In essentially all multistage consolidation treatments, there is an element of chance in whether the reactants/components will be combined in the formation in the proper order, the proper amounts, or whether they will even come in contact at all in the desired formation interval of interest. The efficiency of mixing/blending is also questionable. But, in some instances the multistage treatments work. For example, U.S. Pat. No. 5,551,514 describes a multi-stage consolidation followed by a hydraulic fracturing treatment in which proppant flowback control techniques are employed. This procedure has been used successfully on many wells.
To avoid the difficulties associated with multi-stage consolidation systems, U.S. Pat. No. 6,450,260 describes an alternative method of performing the technique patented in U.S. Pat. No. 5,551,514, using a single-stage flexible gel system. Following the consolidation step, the formation permeability surrounding the treated interval is too low to allow the practical production of hydrocarbons. Therefore, as illustrated in U.S. Pat. No. 5,551,514, the fracturing treatment is essential to reestablish well productivity.
Other fracturing treatments that help minimize sand production generally involve the step(s) of determining the direction of fracture propagation and then orienting or shaping the perforations to optimize the flow path between the fracture and the wellbore. Such treatments minimize the near-wellbore drawdown pressure during production, and sand production can be prevented. See, for example, U.S. Pat. Nos. 5,386,875; 6,283,214 and 6,431,278.

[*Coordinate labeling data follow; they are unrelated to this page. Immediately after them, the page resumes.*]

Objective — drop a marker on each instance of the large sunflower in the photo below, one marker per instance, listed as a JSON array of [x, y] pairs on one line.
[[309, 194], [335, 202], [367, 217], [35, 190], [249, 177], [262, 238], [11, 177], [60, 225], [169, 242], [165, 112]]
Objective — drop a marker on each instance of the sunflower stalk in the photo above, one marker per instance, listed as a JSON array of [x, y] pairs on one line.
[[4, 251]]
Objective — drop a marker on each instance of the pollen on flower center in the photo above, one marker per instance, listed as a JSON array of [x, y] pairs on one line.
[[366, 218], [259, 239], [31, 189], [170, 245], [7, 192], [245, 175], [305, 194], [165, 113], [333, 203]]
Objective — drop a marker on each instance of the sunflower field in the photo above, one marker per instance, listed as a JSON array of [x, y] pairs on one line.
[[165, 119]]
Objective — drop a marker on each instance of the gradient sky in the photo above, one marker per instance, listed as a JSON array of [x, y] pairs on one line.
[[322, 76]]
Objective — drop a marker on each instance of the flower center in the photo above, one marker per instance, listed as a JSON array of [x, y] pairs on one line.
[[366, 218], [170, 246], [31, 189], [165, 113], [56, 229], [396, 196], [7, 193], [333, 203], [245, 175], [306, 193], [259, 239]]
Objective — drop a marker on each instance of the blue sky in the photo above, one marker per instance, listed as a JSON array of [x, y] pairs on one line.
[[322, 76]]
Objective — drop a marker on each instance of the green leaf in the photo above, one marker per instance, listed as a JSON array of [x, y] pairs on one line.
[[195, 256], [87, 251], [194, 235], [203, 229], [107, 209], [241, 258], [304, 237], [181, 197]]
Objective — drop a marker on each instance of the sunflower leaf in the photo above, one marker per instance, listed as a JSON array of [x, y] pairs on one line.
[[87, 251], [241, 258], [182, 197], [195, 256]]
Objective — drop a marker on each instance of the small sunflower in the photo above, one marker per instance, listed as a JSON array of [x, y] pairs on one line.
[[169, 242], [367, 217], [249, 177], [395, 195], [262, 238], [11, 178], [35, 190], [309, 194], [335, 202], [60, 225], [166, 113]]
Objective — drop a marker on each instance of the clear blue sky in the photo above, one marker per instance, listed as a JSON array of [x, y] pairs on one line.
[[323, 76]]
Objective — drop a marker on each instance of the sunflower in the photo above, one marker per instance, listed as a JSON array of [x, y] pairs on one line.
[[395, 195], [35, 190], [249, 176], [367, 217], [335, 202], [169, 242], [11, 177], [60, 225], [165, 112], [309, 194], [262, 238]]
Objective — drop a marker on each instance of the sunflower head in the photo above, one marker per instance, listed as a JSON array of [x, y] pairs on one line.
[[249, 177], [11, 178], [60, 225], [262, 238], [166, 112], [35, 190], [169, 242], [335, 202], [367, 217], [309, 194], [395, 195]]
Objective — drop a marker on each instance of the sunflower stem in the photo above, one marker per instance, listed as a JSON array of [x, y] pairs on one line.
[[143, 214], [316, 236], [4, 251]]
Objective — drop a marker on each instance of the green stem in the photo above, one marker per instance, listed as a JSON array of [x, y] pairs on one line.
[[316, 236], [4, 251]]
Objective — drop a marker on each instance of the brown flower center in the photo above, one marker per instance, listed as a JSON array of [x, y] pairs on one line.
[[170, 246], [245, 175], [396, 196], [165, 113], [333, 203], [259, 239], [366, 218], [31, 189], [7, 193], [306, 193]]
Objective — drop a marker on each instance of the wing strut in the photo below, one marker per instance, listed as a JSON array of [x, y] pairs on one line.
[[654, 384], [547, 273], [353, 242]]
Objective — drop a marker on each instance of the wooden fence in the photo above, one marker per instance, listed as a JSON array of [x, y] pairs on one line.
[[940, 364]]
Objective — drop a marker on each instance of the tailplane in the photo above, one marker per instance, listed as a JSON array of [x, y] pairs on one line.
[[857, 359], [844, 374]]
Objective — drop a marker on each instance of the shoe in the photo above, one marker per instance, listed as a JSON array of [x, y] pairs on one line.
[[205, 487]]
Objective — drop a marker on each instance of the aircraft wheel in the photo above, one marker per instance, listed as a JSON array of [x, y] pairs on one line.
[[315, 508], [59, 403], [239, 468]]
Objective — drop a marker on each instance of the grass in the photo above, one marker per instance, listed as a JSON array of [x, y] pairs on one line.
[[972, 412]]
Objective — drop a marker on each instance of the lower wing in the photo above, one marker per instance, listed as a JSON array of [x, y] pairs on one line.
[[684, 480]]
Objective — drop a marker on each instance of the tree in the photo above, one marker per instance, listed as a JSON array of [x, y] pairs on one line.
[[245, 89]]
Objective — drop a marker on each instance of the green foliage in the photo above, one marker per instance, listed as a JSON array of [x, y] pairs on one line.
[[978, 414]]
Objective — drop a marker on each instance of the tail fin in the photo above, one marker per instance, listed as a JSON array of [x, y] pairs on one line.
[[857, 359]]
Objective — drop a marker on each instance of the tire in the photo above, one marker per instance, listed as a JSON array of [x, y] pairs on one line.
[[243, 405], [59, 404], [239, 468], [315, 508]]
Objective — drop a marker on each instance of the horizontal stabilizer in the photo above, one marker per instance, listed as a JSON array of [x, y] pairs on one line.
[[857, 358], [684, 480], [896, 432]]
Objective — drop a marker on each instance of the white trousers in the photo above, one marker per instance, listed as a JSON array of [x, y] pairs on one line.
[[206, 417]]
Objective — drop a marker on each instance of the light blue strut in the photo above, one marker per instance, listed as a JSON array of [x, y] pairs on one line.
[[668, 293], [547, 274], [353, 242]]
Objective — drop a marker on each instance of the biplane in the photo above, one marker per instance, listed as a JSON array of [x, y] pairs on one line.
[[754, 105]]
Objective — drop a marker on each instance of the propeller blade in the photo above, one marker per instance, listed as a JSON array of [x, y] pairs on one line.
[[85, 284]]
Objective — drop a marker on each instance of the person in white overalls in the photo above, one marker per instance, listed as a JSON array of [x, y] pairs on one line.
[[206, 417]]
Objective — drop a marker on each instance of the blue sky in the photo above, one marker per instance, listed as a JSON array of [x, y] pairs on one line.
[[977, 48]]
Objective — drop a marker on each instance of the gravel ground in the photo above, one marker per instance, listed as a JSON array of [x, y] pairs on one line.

Though some of the above-mentioned techniques have achieved a degree of commercial success, many of them have been hindered by technical and/or cost limitations.
It is therefore an object of embodiments of the present invention to provide a single-stage formation consolidation process that can be used in subterranean wells. Like U.S. Pat. No. 6,450,260, it is also an object of the present invention to render the consolidated zone of the formation impermeable, or essentially impermeable, to the flow of formation fluids. After the consolidation treatment, hydraulic fracturing optionally coupled with proppant flowback control is performed to optimize communication with the productive formation and prevent sand production.
It is another object of embodiments of the present invention to provide a screenless completion process for completing an unconsolidated interval and preventing or substantially reducing the concurrent production of sand and other particulates with the formation fluids.
These and other objects are achieved by embodiments of the invention set forth below.